- Edelgard as depicted in Fire Emblem Heroes
- First game: Fire Emblem: Three Houses (2019)
- Designed by: Chinatsu Kurahana
- Voiced by: English Tara Platt; Japanese Ai Kakuma;

In-universe information
- Weapon: Swords, axes
- Origin: Adrestian Empire

= Edelgard von Hresvelg =

Video game character

Edelgard von Hresvelg (エーデルガルト＝フォン＝フレスベルグ, Ēderugaruto fon Furesuberugu) is one of the main characters in Fire Emblem: Three Houses (2019) and later on its spin-off Fire Emblem Warriors: Three Hopes (2022), both of which are part of Nintendo's tactical role-playing video game franchise Fire Emblem. She is the heir to the once-mighty Adrestian Empire and the leader of the Black Eagles, one of the three main student houses of Garreg Mach Monastery.

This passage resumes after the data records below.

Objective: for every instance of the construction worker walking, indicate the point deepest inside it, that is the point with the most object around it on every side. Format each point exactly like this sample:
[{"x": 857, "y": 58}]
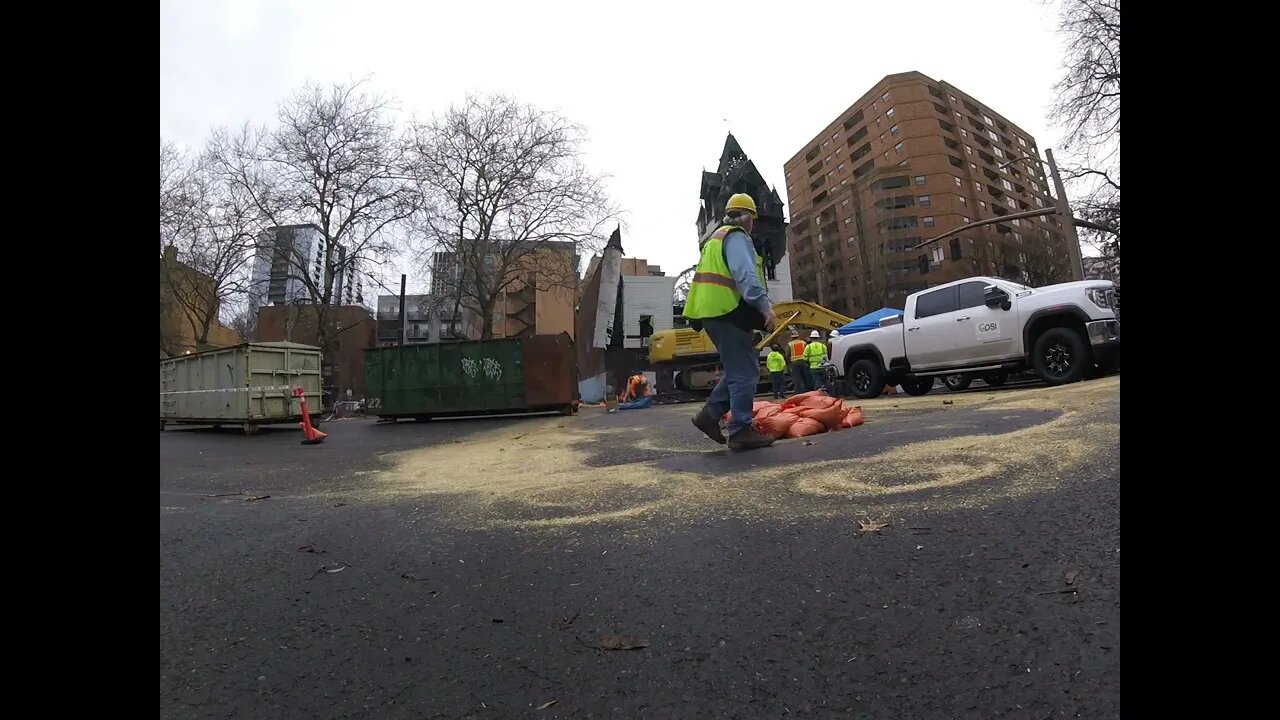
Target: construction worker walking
[
  {"x": 816, "y": 354},
  {"x": 800, "y": 381},
  {"x": 728, "y": 299},
  {"x": 777, "y": 364}
]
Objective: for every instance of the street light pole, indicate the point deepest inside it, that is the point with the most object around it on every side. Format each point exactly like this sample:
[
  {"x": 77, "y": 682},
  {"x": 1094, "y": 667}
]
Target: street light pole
[{"x": 1064, "y": 210}]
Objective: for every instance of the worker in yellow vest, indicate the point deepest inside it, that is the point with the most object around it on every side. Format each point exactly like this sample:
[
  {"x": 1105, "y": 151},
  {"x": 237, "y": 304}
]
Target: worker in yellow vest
[
  {"x": 816, "y": 352},
  {"x": 728, "y": 300},
  {"x": 777, "y": 365},
  {"x": 800, "y": 378}
]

While she begins as an ally and later student of Byleth, the game's protagonist, a mid-game plot twist reveals her to be the enigmatic Flame Emperor (炎帝, Entei), a guise under which she plots to overthrow the Church of Seiros and conquer the other nations of Fódlan to create a society in which Crests — hereditary birth marks demonstrating noble blood and unique potential — hold no sway over social status. In order to achieve this, she is willing to wage war against the Church and ally with the mysterious faction known as Those Who Slither in the Dark to achieve her ambitions.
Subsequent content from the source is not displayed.